The Role of Transient Receptor Potential A1 and G Protein-Coupled Receptor 39 in Zinc-Mediated Acute and Chronic Itch in Mice

Itching is a common symptom of many skin or systemic diseases and has a negative impact on the quality of life. Zinc, one of the most important trace elements in an organism, plays an important role in the regulation of pain. Whether and how zinc regulates itching is largely unclear. Herein, we explored the role of Zn(2+) in the regulation of acute and chronic itch in mice. It is found that intradermal injection (i.d.) of Zn(2+) dose-dependently induced acute itch and transient receptor potential A1 (TRPA1) participated in Zn(2+)-induced acute itch in mice. Moreover, the pharmacological analysis showed the involvement of histamine, mast cells, opioid receptors, and capsaicin-sensitive C-fibers in Zn(2+)-induced acute itch in mice. Systemic administration of Zn(2+) chelators, such as N,N,N′,N′-Tetrakis(2-pyridylmethyl)ethylenediamine (TPEN), pyrithione, and clioquinol were able to attenuate both acute itch and dry skin-induced chronic itch in mice. Quantitative polymerase chain reaction (Q-PCR) analysis showed that the messenger RNA (mRNA) expression levels of zinc transporters (ZIPs and ZnTs) significantly changed in the dorsal root ganglia (DRG) under dry skin-induced chronic itch condition in mice. Activation of extracellular signal-regulated kinase (ERK) pathway was induced in the DRG and skin by the administration of zinc or under dry skin condition, which was inhibited by systemic administration of Zn(2+) chelators.
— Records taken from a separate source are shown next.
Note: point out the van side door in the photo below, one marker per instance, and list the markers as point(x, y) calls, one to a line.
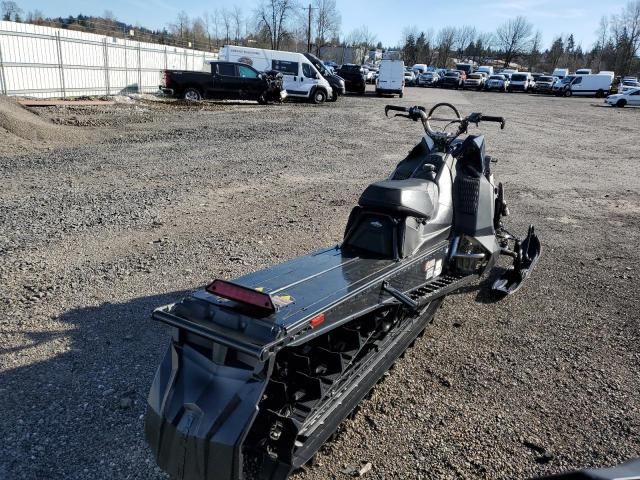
point(226, 83)
point(251, 85)
point(309, 79)
point(291, 78)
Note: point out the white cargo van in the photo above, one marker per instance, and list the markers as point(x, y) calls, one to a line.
point(560, 73)
point(301, 79)
point(419, 69)
point(390, 78)
point(595, 84)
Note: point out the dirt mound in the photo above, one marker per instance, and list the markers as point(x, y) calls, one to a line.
point(22, 130)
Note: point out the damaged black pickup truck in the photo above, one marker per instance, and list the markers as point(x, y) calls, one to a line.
point(226, 80)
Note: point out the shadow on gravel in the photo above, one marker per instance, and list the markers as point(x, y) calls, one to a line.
point(79, 414)
point(484, 293)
Finally, we found that the expression of GPR39 (a zinc-sensing GPCR) was significantly upregulated in the dry skin mice model and involved in the pathogenesis of chronic itch. Together, these results indicated that the TRPA1/GPR39/ERK axis mediated the zinc-induced itch and, thus, targeting zinc signaling may be a promising strategy for anti-itch therapy.